The case discussed here is from the Houston Division, Southern District. The style of the case is Connecticut General Life Insurance Company, et al v. Elite Center For Minimally Invasive Surgery LLC, et al. This is a Motion for Clarification.
Connecticut (Cigna) sued under ERISA, Section 502(a)(3) to enforce and redress violations of the healthcare benefit plan terms at issue in this case. The plans purportedly delegate Cigna to serve as the authorized claims fiduciary “to interpret and apply Plan terms,” including “the determination of whether a person is entitled to benefits under the plan and the computation of any and all benefit payments.” The plans also authorize Cigna to collect overpayments made on behalf of the plans by recovering funds or offsetting the overpayment amount from future benefits claims payments.
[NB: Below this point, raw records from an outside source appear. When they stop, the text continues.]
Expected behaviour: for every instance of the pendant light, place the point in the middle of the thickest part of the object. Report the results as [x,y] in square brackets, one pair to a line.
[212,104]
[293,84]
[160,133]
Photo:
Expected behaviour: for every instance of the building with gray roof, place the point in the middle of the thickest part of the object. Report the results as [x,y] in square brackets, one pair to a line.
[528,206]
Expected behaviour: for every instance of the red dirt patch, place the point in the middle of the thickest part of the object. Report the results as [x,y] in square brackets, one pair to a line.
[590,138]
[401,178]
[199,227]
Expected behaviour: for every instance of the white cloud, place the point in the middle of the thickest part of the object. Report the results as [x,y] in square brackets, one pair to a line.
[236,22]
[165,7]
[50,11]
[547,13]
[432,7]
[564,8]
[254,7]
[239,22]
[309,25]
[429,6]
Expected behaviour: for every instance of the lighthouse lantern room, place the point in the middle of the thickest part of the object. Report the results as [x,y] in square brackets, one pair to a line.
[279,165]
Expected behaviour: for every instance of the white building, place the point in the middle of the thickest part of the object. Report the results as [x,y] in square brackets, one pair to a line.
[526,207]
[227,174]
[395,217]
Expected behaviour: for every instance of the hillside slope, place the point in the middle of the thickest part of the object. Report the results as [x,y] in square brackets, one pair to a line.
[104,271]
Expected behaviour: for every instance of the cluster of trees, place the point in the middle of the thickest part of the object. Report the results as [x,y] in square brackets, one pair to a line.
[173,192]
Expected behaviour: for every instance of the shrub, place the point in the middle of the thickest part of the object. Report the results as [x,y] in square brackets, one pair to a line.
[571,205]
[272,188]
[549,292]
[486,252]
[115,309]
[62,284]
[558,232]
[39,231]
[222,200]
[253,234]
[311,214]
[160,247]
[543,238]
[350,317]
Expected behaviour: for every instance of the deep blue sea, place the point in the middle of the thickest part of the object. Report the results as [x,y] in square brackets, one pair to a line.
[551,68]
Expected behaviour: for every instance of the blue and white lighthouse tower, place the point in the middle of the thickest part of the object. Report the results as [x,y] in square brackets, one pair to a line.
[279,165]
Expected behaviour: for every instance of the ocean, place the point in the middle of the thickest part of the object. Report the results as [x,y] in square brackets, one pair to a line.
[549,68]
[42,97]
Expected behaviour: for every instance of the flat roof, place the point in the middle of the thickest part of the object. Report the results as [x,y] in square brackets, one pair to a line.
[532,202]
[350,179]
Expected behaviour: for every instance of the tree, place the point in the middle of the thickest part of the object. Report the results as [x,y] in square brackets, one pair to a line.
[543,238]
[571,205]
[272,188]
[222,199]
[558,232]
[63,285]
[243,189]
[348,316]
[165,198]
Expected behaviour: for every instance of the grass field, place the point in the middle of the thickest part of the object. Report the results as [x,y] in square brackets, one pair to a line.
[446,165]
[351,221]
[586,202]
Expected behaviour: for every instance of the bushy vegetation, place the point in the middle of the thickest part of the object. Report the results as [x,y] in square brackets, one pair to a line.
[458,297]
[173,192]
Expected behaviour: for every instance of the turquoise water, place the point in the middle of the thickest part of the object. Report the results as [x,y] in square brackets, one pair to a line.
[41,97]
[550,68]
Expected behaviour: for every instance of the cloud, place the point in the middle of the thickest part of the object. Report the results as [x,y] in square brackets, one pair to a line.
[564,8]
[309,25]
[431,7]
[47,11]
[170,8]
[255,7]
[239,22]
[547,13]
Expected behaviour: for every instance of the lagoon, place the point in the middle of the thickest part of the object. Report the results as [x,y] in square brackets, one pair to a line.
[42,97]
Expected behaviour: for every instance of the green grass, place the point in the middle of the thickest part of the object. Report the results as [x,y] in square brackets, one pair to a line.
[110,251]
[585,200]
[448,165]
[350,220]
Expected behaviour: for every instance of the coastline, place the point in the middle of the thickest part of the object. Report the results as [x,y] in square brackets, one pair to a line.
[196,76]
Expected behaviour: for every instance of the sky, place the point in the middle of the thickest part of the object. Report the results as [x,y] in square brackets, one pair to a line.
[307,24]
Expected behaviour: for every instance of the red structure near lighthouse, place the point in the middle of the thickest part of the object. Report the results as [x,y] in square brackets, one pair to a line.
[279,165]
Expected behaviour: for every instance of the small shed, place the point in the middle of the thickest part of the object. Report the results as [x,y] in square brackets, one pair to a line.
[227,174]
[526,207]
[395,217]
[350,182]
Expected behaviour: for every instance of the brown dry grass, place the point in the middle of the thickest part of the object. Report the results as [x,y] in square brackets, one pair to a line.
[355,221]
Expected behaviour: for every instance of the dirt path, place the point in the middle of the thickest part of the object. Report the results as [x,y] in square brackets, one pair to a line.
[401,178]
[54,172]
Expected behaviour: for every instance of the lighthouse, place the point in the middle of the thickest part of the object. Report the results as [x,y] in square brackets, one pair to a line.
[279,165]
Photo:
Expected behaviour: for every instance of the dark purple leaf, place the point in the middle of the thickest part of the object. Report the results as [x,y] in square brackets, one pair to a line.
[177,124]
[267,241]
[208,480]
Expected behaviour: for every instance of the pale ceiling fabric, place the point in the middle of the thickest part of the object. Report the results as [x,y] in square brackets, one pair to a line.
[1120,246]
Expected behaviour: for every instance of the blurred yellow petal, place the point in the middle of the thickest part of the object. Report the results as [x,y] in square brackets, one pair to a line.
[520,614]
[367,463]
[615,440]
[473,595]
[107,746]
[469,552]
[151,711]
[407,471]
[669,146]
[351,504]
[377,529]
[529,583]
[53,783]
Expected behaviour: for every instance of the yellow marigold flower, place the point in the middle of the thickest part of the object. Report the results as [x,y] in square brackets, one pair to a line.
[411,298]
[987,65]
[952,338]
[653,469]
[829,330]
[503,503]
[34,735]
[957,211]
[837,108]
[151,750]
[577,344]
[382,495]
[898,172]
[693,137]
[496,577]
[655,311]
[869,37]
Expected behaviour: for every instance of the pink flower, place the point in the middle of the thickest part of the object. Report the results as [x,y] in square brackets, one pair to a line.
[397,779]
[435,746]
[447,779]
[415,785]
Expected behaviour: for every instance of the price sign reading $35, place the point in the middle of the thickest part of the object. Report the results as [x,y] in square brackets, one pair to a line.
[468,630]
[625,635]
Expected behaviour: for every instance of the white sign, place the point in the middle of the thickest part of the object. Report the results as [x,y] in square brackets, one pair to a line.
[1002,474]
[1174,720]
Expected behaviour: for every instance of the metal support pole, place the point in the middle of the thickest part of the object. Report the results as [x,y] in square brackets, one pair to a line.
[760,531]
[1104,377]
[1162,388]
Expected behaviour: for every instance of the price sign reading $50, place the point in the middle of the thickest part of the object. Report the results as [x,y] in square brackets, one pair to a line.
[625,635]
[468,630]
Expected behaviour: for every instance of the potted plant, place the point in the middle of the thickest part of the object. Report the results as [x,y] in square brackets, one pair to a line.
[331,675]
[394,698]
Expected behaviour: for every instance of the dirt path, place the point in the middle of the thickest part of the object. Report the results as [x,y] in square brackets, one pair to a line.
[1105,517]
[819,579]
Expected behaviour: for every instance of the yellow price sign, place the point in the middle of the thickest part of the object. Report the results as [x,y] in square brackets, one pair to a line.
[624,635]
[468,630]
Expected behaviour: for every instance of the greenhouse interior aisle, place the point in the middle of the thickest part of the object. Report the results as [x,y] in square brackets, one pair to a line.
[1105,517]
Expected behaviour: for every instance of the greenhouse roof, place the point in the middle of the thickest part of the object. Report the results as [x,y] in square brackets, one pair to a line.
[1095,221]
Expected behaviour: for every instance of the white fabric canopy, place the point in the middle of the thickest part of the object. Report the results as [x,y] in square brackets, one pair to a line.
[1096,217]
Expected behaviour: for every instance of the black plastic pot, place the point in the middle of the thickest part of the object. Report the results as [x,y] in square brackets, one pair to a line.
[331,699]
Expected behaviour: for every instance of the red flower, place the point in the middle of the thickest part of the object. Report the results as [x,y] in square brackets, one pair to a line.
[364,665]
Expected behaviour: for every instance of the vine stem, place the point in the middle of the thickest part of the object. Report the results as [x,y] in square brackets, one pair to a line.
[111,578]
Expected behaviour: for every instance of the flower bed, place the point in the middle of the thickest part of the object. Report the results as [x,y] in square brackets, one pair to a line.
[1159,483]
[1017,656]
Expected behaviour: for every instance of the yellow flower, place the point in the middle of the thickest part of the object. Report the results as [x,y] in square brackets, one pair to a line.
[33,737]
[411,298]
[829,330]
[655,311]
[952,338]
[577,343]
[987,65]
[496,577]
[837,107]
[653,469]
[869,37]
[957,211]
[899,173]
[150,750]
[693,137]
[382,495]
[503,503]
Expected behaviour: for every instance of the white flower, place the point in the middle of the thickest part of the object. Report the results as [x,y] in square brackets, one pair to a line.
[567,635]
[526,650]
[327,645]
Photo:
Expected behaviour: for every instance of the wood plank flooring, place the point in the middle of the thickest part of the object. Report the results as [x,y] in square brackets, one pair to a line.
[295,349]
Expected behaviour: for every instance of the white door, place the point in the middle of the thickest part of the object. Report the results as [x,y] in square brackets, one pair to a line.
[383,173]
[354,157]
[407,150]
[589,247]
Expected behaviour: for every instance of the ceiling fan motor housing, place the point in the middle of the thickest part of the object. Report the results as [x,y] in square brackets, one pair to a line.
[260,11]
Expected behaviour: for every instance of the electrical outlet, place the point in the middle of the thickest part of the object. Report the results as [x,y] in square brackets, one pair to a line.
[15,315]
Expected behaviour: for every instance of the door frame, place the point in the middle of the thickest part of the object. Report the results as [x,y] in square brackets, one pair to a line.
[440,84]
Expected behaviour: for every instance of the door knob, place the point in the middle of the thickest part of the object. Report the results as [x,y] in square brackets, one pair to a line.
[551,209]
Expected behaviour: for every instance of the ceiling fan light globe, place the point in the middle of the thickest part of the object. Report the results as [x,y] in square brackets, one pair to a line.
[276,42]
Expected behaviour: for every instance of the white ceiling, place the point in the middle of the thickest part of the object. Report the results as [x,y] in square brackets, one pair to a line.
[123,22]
The Court applied an abuse of discretion standard, asking first if Cigna’s interpretation of the plan was legally correct and then whether Cigna abused its discretion in interpreting the plan language as it did. The Court found that Cigna’s interpretation of the plan was legally incorrect. Despite this, the Court did not rule on Cigna’s ERISA claim because the abuse of discretion question is fact intensive and inappropriate to decide at the motion to dismiss stage.
The Court now finds that it should not have engaged in this abuse of discretion analysis for Cigna’s 502(a)(3) claim. Logic alone reveals that the inquiry does not function smoothly for a claim like Cigna’s. When Cigna sued under 502(a)(3), it sought to recover overpayments it had already issued to the Elite Centers, after realizing it had been billed in violation of the plan terms (according to Cigna’s interpretation.) Thus, Cigna did not make an adverse determination regarding these payments. The factors applied in the abuse of discretion inquiry — whether the plan administrator had a conflict of interest, the internal consistency of the plan, the factual background of the determination, and any inferences of lack of good faith — presuppose an adverse determination.
The Elite Centers are understandably confused about how to apply these factors to Cigna’s conduct, when Cigna originally made a benefits determination favorable to the Elite Centers, and only later claimed those payments were improper. Given the inapplicability of the abuse of discretion factors, the Court must either provide an alternate set of factors responsive to the present scenario, or return to the foundation of its analysis. The latter is appropriate.
The Courts focus should be on whether a party’s 502(a)(3) claims seek equitable relief. The Court should have limited its analysis of Cigna’s ERISA claim to the question of whether Cigna requested equitable relief. After considering widespread views on this issue, the Court found that some of Cigna’s relief sought under ERISA sound in equity. Therefore, Cigna’s 502(a)(3) claims survived the motion to dismiss.
These ERISA cases and ruling can be confusing and rightfully so because courts in various parts of the country treat these cases differently. Even experienced ERISA lawyers find it difficult to tell clients what to expect.